Sussurrando quasi le parole, Francesco ricorda che “la pace per noi cristiani è cominciata in una stalla, in una mangiatoia, da una famiglia emarginata. È questa la pace che Dio vuole per ognuno dei suoi figli”. “A partire dalla vostra situazione, voi potete essere artefici di pace”, l’appello ai 6mila presenti: “Date un esempio di pace, abbiamo bisogno di pace nel mondo, nella Chiesa. Tutte le Chiese hanno bisogno di pace, tutte le religioni hanno bisogno di crescere nella pace, perché sono messaggere di pace.
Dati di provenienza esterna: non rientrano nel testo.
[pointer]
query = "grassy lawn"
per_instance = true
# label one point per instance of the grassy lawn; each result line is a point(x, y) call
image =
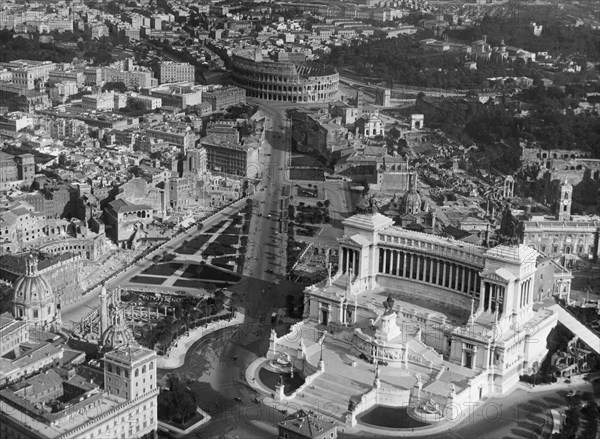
point(162, 269)
point(208, 273)
point(148, 280)
point(227, 239)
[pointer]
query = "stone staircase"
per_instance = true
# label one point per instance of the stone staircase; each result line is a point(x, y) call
point(329, 395)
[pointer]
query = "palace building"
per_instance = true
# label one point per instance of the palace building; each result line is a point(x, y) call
point(459, 305)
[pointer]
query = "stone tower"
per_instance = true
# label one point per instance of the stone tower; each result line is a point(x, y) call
point(564, 203)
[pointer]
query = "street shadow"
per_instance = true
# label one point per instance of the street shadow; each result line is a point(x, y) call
point(531, 425)
point(517, 432)
point(553, 400)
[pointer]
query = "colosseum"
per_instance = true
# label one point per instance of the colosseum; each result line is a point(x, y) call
point(284, 81)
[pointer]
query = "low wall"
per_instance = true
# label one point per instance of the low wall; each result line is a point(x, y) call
point(177, 432)
point(281, 396)
point(375, 397)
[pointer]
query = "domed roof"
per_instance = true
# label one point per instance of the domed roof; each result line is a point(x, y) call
point(118, 334)
point(32, 287)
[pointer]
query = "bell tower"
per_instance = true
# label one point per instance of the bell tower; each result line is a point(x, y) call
point(564, 203)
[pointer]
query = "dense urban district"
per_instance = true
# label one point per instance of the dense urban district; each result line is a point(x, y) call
point(299, 220)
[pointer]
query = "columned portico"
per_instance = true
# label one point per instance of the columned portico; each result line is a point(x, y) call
point(428, 269)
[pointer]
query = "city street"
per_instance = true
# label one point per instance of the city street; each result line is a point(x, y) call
point(266, 256)
point(73, 314)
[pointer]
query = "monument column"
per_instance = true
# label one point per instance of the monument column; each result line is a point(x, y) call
point(444, 269)
point(469, 279)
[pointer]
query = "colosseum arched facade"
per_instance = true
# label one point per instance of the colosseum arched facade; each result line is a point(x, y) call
point(284, 81)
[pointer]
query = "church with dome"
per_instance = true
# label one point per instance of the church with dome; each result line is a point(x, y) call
point(34, 301)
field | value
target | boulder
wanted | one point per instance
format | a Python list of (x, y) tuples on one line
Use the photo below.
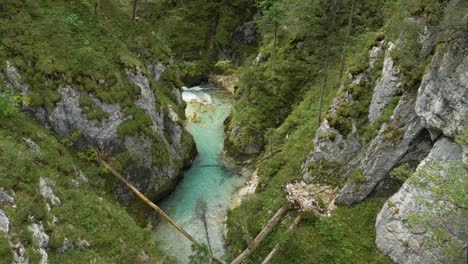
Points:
[(404, 242)]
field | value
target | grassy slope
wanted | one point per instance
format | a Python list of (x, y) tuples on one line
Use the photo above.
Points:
[(348, 236), (57, 43), (88, 212)]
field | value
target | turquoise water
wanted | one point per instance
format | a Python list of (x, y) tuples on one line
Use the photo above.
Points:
[(206, 181)]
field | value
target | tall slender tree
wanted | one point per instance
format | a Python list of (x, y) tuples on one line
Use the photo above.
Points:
[(331, 27), (346, 43), (134, 9), (271, 20), (97, 7)]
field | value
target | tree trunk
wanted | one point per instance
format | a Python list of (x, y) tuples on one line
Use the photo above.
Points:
[(134, 10), (97, 7), (345, 47), (265, 231), (327, 58), (276, 248), (274, 46), (151, 204)]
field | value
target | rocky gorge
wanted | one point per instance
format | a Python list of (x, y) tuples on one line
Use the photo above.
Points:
[(350, 118)]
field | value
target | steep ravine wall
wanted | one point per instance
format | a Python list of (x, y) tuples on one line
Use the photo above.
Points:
[(421, 129), (152, 158)]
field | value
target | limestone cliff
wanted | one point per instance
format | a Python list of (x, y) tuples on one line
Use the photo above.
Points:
[(154, 155), (420, 131)]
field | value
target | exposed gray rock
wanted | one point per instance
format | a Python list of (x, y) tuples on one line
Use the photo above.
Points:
[(443, 95), (19, 254), (13, 79), (156, 71), (4, 222), (41, 239), (331, 145), (82, 243), (393, 145), (175, 91), (47, 193), (374, 54), (172, 114), (67, 117), (245, 34), (31, 144), (387, 87), (67, 244), (258, 59), (5, 199), (403, 242)]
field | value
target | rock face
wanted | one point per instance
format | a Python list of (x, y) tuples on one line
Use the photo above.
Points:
[(403, 242), (170, 141), (387, 87), (41, 239), (421, 129), (402, 140), (332, 146), (445, 110)]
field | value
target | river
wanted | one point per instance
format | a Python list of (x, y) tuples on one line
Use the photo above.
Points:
[(207, 184)]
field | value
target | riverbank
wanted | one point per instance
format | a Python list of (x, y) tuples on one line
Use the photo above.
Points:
[(201, 199)]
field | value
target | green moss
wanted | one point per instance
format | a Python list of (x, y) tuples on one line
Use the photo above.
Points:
[(138, 123), (86, 52), (325, 172), (402, 172), (392, 132), (371, 131), (96, 113), (6, 253), (89, 212)]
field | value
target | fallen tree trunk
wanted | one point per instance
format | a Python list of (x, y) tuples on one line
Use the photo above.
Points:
[(276, 248), (152, 205), (265, 231)]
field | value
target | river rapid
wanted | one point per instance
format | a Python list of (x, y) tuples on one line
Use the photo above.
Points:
[(201, 199)]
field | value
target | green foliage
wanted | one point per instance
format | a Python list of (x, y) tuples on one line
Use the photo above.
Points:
[(90, 154), (96, 113), (446, 182), (462, 138), (224, 67), (58, 43), (346, 237), (8, 104), (356, 176), (6, 253), (138, 122), (392, 132), (201, 255), (371, 131), (325, 172), (90, 212)]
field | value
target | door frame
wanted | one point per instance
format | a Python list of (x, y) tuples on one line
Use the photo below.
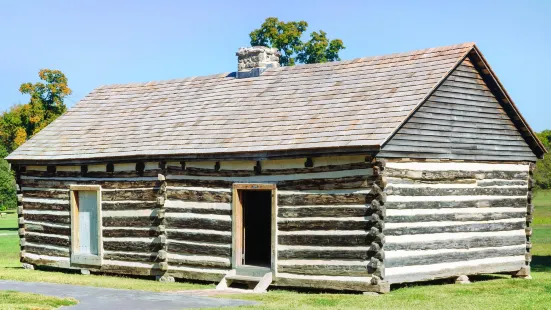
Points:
[(237, 222), (76, 257)]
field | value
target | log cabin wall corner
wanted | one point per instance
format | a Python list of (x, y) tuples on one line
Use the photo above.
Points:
[(347, 175)]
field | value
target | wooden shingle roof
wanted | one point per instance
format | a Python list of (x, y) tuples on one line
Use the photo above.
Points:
[(345, 104)]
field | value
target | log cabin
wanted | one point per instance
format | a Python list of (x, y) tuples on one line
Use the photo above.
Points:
[(348, 175)]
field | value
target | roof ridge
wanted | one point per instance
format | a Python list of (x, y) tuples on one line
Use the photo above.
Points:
[(358, 59)]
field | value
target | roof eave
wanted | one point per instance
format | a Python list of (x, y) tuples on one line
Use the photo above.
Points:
[(261, 155)]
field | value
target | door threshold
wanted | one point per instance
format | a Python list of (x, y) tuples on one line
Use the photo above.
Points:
[(251, 270)]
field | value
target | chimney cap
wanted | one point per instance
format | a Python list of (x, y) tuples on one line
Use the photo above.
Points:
[(252, 61), (244, 51)]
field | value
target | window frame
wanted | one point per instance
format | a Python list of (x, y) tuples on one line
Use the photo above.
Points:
[(76, 257)]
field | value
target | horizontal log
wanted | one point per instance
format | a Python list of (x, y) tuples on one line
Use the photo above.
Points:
[(323, 199), (324, 283), (465, 191), (194, 195), (197, 275), (199, 236), (46, 193), (201, 183), (301, 184), (485, 216), (132, 246), (473, 267), (35, 173), (296, 225), (131, 221), (323, 211), (46, 206), (128, 205), (328, 239), (456, 243), (359, 254), (451, 228), (105, 184), (198, 223), (182, 261), (131, 232), (47, 239), (327, 270), (351, 182), (131, 257), (124, 174), (198, 248), (46, 251), (48, 218), (443, 175), (483, 183), (179, 206), (205, 211), (46, 229), (393, 180), (448, 257), (472, 203), (176, 170), (130, 194)]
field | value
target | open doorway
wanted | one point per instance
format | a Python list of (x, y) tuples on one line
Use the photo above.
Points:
[(257, 227), (253, 219)]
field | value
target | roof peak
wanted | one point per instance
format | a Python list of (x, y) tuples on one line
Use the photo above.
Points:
[(232, 74)]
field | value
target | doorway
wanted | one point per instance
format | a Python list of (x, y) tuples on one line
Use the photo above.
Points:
[(254, 240), (257, 227), (86, 223)]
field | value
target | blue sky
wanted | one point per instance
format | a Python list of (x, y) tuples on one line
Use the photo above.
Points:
[(105, 42)]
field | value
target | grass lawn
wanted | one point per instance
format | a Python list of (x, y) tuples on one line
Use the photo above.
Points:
[(487, 292), (24, 301)]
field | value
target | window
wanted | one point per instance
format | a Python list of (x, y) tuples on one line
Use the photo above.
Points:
[(86, 239)]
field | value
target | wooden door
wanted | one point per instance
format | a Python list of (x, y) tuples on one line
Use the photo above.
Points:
[(88, 222)]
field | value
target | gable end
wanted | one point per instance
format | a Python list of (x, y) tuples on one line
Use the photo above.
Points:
[(464, 119)]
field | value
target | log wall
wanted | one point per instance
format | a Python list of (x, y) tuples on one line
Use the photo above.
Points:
[(134, 239), (324, 224), (461, 120), (445, 219), (175, 218)]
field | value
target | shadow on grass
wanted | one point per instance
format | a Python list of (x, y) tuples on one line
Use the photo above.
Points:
[(9, 229), (541, 263)]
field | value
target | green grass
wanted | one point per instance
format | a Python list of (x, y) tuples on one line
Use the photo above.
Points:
[(486, 292), (10, 300)]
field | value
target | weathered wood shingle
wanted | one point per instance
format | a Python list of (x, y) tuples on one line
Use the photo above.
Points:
[(331, 105)]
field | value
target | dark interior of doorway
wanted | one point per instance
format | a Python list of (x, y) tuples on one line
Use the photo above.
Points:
[(257, 227)]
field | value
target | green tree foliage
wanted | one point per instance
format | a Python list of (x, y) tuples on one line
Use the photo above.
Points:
[(8, 198), (22, 121), (542, 174), (286, 37)]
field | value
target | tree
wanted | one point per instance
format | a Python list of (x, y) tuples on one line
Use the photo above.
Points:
[(542, 174), (46, 104), (22, 121), (286, 37), (8, 192)]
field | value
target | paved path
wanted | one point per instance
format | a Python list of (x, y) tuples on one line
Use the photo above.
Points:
[(116, 299)]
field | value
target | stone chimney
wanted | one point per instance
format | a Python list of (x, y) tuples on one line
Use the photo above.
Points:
[(252, 61)]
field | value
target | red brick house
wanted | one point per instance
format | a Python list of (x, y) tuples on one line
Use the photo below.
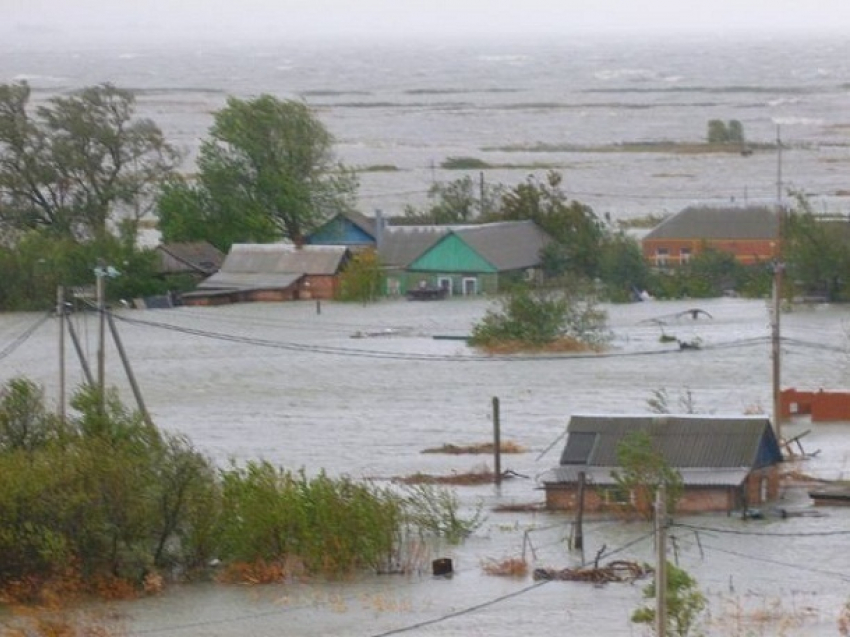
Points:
[(749, 233), (726, 463), (272, 272)]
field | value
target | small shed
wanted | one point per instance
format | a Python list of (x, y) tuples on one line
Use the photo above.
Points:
[(726, 463), (197, 259), (350, 229), (272, 272)]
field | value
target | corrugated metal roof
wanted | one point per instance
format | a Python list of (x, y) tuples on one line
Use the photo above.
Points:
[(685, 441), (692, 477), (283, 258), (731, 223), (199, 257), (248, 281)]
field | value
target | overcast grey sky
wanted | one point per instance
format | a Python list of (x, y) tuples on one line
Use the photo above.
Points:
[(422, 17)]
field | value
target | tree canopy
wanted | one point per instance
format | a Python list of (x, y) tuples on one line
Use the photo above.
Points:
[(817, 252), (266, 172), (81, 166)]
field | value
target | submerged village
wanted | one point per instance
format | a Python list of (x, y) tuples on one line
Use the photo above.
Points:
[(96, 500)]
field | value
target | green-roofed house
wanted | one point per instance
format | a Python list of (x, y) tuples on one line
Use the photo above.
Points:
[(749, 233), (464, 259), (726, 463)]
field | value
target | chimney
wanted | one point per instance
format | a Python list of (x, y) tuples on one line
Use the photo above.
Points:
[(380, 224)]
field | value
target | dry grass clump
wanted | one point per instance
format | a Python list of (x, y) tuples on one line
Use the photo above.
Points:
[(510, 567), (483, 476), (565, 345), (262, 571), (484, 447)]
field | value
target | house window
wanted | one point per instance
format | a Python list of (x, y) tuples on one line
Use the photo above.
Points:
[(617, 496)]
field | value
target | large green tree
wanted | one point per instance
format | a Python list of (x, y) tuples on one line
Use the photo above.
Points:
[(817, 252), (577, 232), (81, 165), (266, 172)]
Ognuno di voi, nella vostra religione, può aiutare, cercando questa armonia che vi dia la dignità”.“Vi chiedo perdono per tutte quelle volte che noi cristiani ci siamo girati dall’altra parte”.
È il passaggio più forte del “mea culpa” pronunciato dal Papa al termine del discorso. “Vi ringrazio e vi chiedo perdono se qualche volta vi ho offesi con le mie parole, se non ho detto le cose che avrei dovuto dire”, comincia Francesco: “Vi chiedo perdono a nome dei cristiani che non leggono il Vangelo trovandone al centro la povertà. Per tutte quelle volte che noi cristiani, di fronte a persone povere o a situazioni di povertà, ci siamo girati dall’altra parte”.“Tutti dobbiamo costruire una Chiesa povera per i poveri”,
la consegna di Francesco, che conclude l’incontro in Aula Paolo VI con una preghiera, sempre pronunciata a braccio: “Dio, padre di tutti noi, di ognuno dei tuoi figli, ti chiedo che ci dia la forza, la gioia, che ci insegni a sognare per guardare avanti, ci insegni a essere solidali perché siamo fratelli e ci aiuti a difendere la nostra dignità. Tu sei il Padre di ognuno di noi: benedicici, Padre. Amen”. Poi, senza clamore ma con una dolce determinazione, le persone senza fissa dimora si avvicinano spontaneamente al Papa per pregare insieme a lui mettendogli una mano sulla spalla, come aveva chiesto il cardinale Barbarin all’inizio: “La preghiera dei poveri per il Papa dei poveri”.